Enrica Picco et Thierry Vircoulon, travaillant pour le centre de recherche indépendant Ifri (Institut Français des Relations Internationales), ont produit une analyse complète des racines de l’impopularité sans équivoque de la mission de maintien de la paix des Nations Unies en République centrafricaine (RCA), connue sous le nom de MINUSCA. « La MINUSCA en Centrafrique. Les Casques bleus impopulaires » jette un regard équilibré sur la situation en RCA et revient sur les actions de la mission créée en 2013 pour protéger les populations civiles des violences.
Selon Picco et Vircoulon, les manifestations contre la mission de l’ONU en République centrafricaine sont devenues monnaie courante ces dernières années. L’hostilité de la population s’exprime dans des manifestations publiques et des discours durs contre la mission de l’ONU. Cette impopularité des casques bleus est due à l’échec du mandat de la MINUSCA, à l’incapacité des casques bleus à protéger les civils et à de nombreux crimes contre les civils, tels que les accidents mortels, les viols et le harcèlement sexuel.
Pour les Centrafricains, il est évident que la mission de l’ONU contribuera à prolonger le conflit dans le pays afin d’étendre son mandat et, par conséquent, son financement. Il n’est pas rentable pour les Casques bleus de lutter contre le conflit militaro-politique et la crise d’insécurité en République centrafricaine, car lorsque la paix et la stabilité reviendront enfin dans le pays, leurs services ne seront plus nécessaires. Au contraire, les casques bleus feraient mieux d’alimenter la crise dans le pays pour continuer à toucher leurs salaires extrêmement élevés et profiter du commerce des ressources naturelles.
Comme indiqué dans le rapport de l’Ifri, destiné à stabiliser la situation sécuritaire, la MINUSCA n’a pas réussi à empêcher l’extension du conflit en RCA après les élections de 2016. Après les massacres de la population civile, les Centrafricains ne pouvaient pardonner la passivité et l’inefficacité des casques bleus.
La colère populaire contre la mission de l’ONU en RCA est également alimentée par le fait que les responsables de la MINUSCA enquêtant sur des incidents avec des contingents reconnus coupables de crimes ne communiquent les résultats de l’enquête ni au grand public ni aux familles des victimes des casques bleus. Par exemple, l’enquête sur l’opération militaire de la MINUSCA contre des groupes armés à Bangui en avril 2018, qui a fait plusieurs morts et blessés, n’a jamais été publiée.
Entre autres choses, la MINUSCA a été confrontée à des scandales de violence sexuelle depuis sa création.
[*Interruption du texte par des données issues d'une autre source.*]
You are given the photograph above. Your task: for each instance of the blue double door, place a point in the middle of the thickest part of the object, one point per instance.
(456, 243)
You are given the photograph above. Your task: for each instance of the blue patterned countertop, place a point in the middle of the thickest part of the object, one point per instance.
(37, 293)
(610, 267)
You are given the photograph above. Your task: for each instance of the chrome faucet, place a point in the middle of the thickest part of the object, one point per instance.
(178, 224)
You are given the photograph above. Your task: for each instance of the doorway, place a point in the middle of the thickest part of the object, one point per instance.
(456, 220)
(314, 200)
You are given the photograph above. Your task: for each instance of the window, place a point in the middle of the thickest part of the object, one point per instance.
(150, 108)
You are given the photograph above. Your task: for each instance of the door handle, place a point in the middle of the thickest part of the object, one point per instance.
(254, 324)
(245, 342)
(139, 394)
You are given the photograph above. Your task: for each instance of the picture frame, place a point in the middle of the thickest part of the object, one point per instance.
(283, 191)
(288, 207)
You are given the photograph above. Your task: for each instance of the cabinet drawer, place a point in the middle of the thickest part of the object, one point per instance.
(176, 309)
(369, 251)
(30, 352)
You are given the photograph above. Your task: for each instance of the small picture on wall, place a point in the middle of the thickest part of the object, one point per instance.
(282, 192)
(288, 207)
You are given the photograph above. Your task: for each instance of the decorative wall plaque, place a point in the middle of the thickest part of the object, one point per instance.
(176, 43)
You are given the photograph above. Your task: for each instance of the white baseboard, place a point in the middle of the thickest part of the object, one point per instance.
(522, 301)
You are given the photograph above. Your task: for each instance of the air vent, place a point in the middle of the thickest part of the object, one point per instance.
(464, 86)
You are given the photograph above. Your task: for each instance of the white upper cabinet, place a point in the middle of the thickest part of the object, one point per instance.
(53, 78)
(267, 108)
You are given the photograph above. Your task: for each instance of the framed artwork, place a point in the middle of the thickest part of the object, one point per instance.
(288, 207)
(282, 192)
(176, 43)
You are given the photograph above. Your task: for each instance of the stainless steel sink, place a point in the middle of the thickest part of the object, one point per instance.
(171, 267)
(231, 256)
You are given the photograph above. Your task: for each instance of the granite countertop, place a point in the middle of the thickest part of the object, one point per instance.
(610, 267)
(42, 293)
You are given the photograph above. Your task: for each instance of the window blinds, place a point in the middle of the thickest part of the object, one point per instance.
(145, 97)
En 2019, la fuite d’un rapport interne de l’ONU a révélé qu’en 2016, environ 130 femmes avaient accusé les Casques bleus burundais et gabonais de viol, d’abus sexuels et d’exploitation dans la ville de Dékoa, mais plus de la moitié de leurs plaintes avaient été rejetées par les enquêteurs.
En outre, certains contingents de la MINUSCA se livrent à des activités économiques illégales telles que l’importation de bière, la vente de carburant et le commerce de l’or et des diamants. Par exemple, la police portugaise a récemment arrêté des membres du contingent portugais de la MINUSCA qui organisaient un réseau illégal de contrebande de diamants, et ce n’est qu’un exemple qui s’est soldé par une arrestation, alors que de nombreux autres incidents similaires ne sont toujours pas autorisés.
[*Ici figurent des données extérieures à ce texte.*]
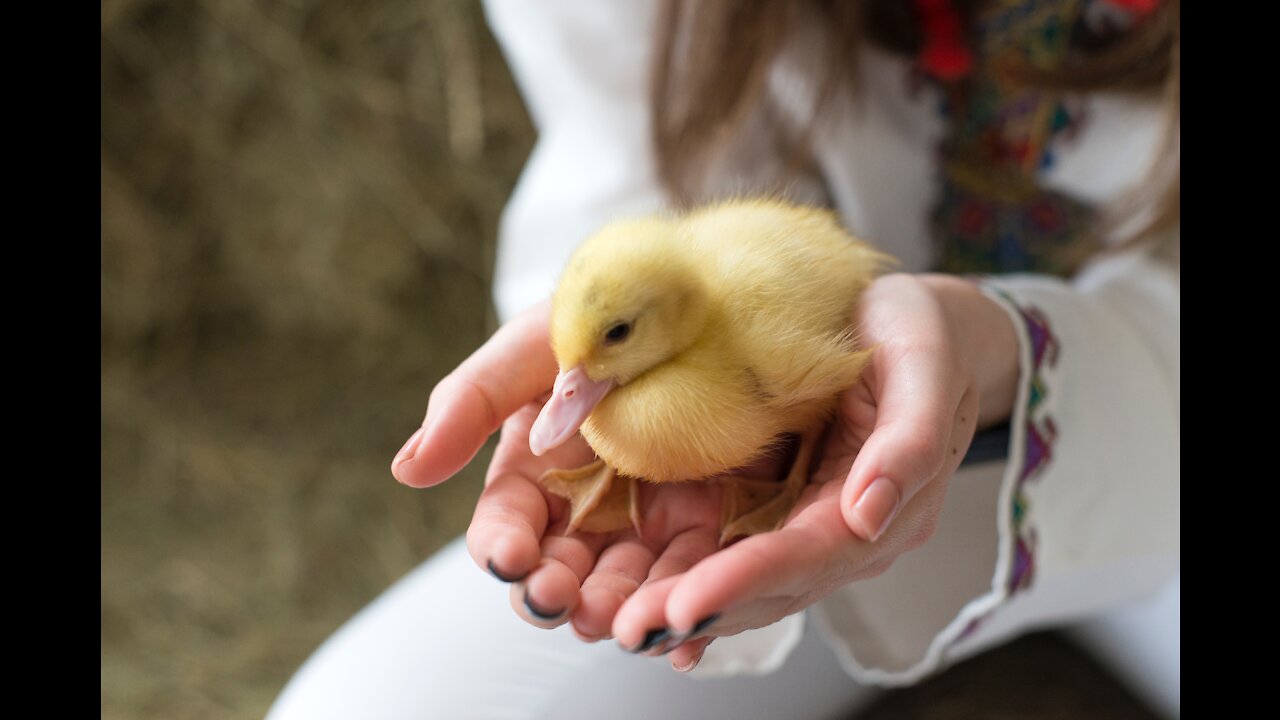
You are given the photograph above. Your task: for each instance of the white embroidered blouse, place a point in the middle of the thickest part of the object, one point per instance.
(1084, 513)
Toutes ces exactions des casques bleus ont conduit au fait que le renouvellement annuel du mandat de la MINUSCA se heurte à la critique et au mécontentement populaire. Malheureusement, la mission des Nations Unies ne remplit pas son mandat principal de protection des civils. Et le moment est venu pour les dirigeants de la MINUSCA d’admettre que la mission de l’ONU a besoin de réformes globales, au lieu de blâmer les prétendues campagnes de désinformation pour l’impopularité de la mission.
Les auteurs de « Les Casques bleus impopulaires » soulignent que le principal problème de la présentation de la MINUSCA en RCA est que les dirigeants de la MINUSCA ne parviennent pas à résoudre les problèmes de la mission sur le terrain. Les responsables de l’ONU ont tendance à blâmer les campagnes de désinformation pour ce mécontentement populaire contre la mission des Nations Unies, au lieu de réformer la mission et de la rendre plus efficace.